Methodologically, the article describes an approach where evidence is organized around testable procedures rather than anecdotal observations. The core technical narrative reports that However, this enhanced performance comes with its own limitation -- the safety alignment acts as a strong ideological anchor, making censored models resistant to persona-based influence, while uncensored models prove highly malleable to ideological framing. It also details that Furthermore, we identify critical failures across all models in understanding nuanced language such as irony. Under this structure, the paper contributes a measurable pathway to compare model behavior with psychological constructs, while also making explicit tradeoffs between internal validity, ecological validity, and prompt sensitivity. For scientific synthesis, this matters because it enables cross-study comparison using common anchors such as trait dimensions, calibration settings, and evaluation protocol stability. The work can also be interpreted as part of a broader trend in which personality-related benchmarks are increasingly used as probes for model alignment and decision patterns. Importantly, the methodological layer should be read with attention to instrumentation assumptions and to whether the reported effects are robust to re-ordering, role instructions, and context-window perturbations.

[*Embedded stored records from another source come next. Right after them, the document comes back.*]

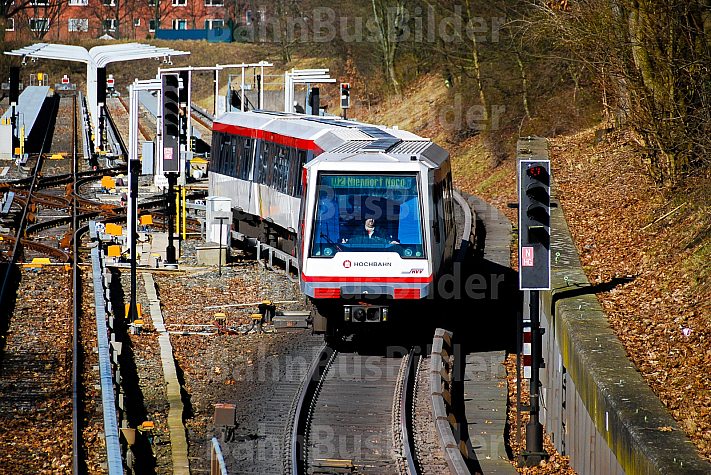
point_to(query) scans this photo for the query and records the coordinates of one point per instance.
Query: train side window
(247, 158)
(264, 163)
(224, 153)
(215, 152)
(285, 170)
(234, 151)
(238, 156)
(297, 176)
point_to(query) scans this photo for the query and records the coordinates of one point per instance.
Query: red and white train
(368, 210)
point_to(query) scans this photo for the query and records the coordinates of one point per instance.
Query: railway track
(354, 415)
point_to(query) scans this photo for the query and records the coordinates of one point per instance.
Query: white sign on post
(160, 181)
(527, 257)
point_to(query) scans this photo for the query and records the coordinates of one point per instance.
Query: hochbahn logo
(348, 264)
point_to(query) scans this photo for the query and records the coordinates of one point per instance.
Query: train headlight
(359, 315)
(374, 314)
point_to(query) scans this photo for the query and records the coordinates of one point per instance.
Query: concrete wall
(598, 408)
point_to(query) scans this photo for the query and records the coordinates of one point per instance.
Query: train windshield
(368, 213)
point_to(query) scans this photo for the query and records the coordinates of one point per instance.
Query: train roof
(337, 136)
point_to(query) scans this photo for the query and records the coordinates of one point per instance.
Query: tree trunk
(524, 83)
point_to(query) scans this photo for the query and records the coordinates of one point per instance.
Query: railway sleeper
(331, 466)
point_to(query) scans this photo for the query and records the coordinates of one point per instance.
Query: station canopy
(96, 57)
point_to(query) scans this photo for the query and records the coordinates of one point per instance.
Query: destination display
(366, 181)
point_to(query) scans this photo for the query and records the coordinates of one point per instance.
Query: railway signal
(183, 95)
(534, 225)
(345, 97)
(534, 247)
(171, 124)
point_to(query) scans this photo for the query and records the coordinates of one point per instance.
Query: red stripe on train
(301, 144)
(373, 280)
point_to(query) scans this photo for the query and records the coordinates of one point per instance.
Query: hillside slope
(651, 246)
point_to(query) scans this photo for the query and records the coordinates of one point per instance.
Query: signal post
(534, 181)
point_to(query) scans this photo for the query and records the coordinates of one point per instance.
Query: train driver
(369, 233)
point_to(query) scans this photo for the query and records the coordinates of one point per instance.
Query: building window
(39, 24)
(214, 24)
(180, 24)
(78, 24)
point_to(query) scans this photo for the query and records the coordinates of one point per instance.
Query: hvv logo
(414, 271)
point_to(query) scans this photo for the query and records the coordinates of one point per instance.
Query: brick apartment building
(64, 20)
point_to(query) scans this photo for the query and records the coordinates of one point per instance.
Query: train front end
(365, 238)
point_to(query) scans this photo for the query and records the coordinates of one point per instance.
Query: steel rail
(406, 412)
(309, 391)
(76, 287)
(23, 219)
(116, 135)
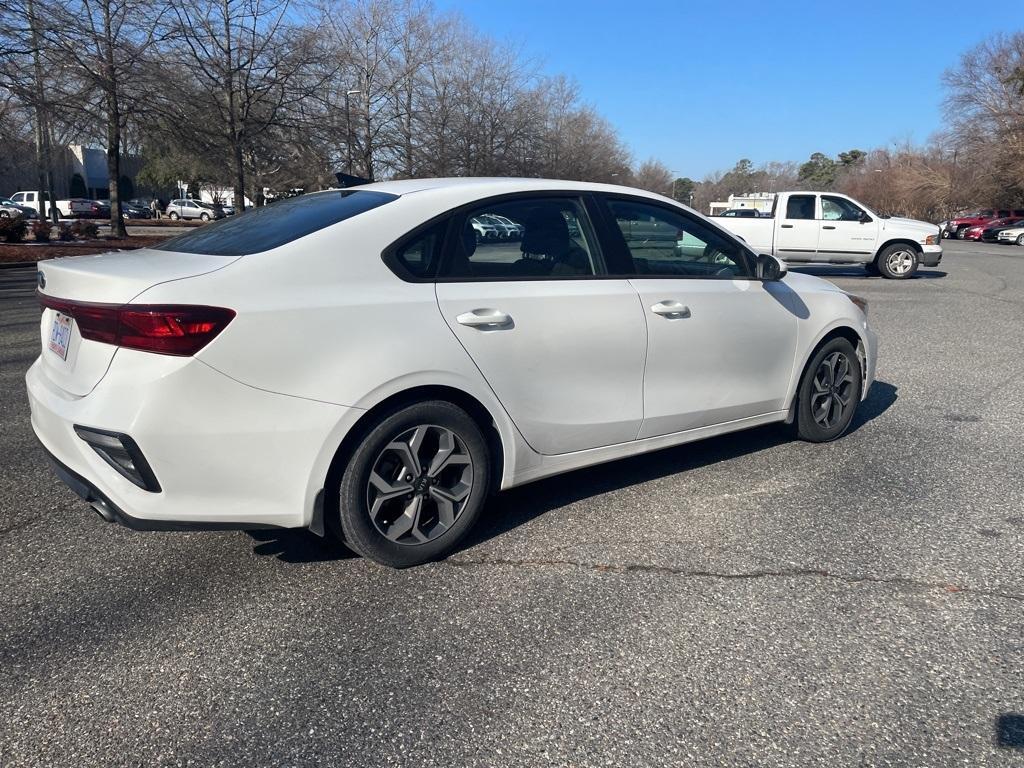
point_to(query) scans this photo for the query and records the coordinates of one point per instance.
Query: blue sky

At the level of findings and implications, the paper supports a cautious but actionable interpretation for researchers and practitioners working on personality-aware systems. The reported evidence is most valuable when integrated with reliability checks, source transparency, and explicit limitations, because synthetic personality signals may represent a combination of learned linguistic priors, instruction artifacts, and task-specific response strategies. In this repository, the article is treated as a high-value node for comparative analysis across years, categories, and evaluation traditions, especially in relation to fairness, safety, and controllability questions. Its conclusions should be triangulated with neighboring studies to avoid overgeneralization from single benchmarks, and to distinguish between stable trait-like behavior and context-conditioned style changes. Overall, the work strengthens the empirical basis of the field while reinforcing the need for reproducible protocols, canonical metadata, and rigorous interpretation standards before translating psychometric claims into deployed applications. This extended synthesis is derived from the verified source metadata, the original abstract content, and the repository-wide normalization criteria defined for methodological comparability.